Revitalisasi PKn bukan hanya sekedar perubahan kurikulum, melainkan gerakan kebudayaan untuk menghidupkan nilai-nilai kebangsaan dalam praktik sehari-hari, menjembatani kesenjangan antara teori dan realitas, melahirkan generasi yang mencintai tanah air dengan kritis dan kreatif.

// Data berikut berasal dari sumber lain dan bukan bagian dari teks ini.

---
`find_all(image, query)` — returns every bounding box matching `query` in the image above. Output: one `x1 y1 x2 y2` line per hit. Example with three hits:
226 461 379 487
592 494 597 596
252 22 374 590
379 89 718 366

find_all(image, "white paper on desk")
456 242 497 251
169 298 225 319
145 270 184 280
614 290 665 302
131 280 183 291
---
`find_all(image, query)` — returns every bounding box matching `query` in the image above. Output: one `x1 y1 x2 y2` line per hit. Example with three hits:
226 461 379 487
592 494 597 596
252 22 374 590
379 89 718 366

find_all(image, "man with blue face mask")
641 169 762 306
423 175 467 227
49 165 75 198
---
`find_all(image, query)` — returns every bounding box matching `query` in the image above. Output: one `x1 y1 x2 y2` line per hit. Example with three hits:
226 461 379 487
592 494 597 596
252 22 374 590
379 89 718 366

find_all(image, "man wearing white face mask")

Nilai-nilai kebangsaan dalam praktik sehari-hari berdasarkan lima sila Pancasila perlu dihidupkan secara aktual.
Pada sila pertama “Ketuhanan Yang Maha Esa”, yaitu dengan cara mematuhi norma keagamaan, seperti menghormati tempat ibadah semua agama, ikut serta dalam kegiatan kerukunan antar umat beragama.
Pada sila kedua “Kemanusiaan yang Adil dan Beradab” yaitu membangun sikap toleransi dan rasa simpati serta empati antarmanusia. Pada sila ketiga “Persatuan Indonesia” yaitu memperkuat identitas kebangsaan dengan menggunakan produk lokal dalam keseharian.
Pada sila keempat “Kerakyatan yang Dipimpin oleh Hikmat Kebijaksanaan dalam Permusyawaratan/Perwakilan” yaitu menerapkan demokrasi sehari-hari seperti menyelesaikan konflik melalui musyawarah.
Pada sila kelima “Keadilan Sosial bagi Seluruh Rakyat Indonesia” yaitu menciptakan kesetaraan
tanpa saling memprovokasi. Melahirkan generasi yang mencintai tanah air dengan kritis dan kreatif yaitu mereka yang tak hanya menyanyikan Indonesia Raya, tetapi juga menciptakan jalan sendiri untuk Indonesia yang lebih baik untuk masa depan bangsa. Melahirkan generasi yang mencintai tanah air secara kritis dan kreatif memang membutuhkan pendekatan yang lebih mendalam daripada sekadar simbolisme.
Generasi muda yang ideal adalah yang mencintai Indonesia dengan mata terbuka, berani memperbaiki yang keliru, dan berimajinasi untuk membangun hal baru. Seperti kata Bung Karno, "Bangsa yang besar adalah bangsa yang menghargai jasa pahlawannya". Kini saatnya kita menjadikan PKn sebagai wahana untuk melahirkan pahlawan-pahlawan baru di era digital. (Nabila Indirasari dan Hana Diana Tsabita, Mahasiswa Fakultas Kedokteran Gigi Universitas Muhammadiyah Surakarta)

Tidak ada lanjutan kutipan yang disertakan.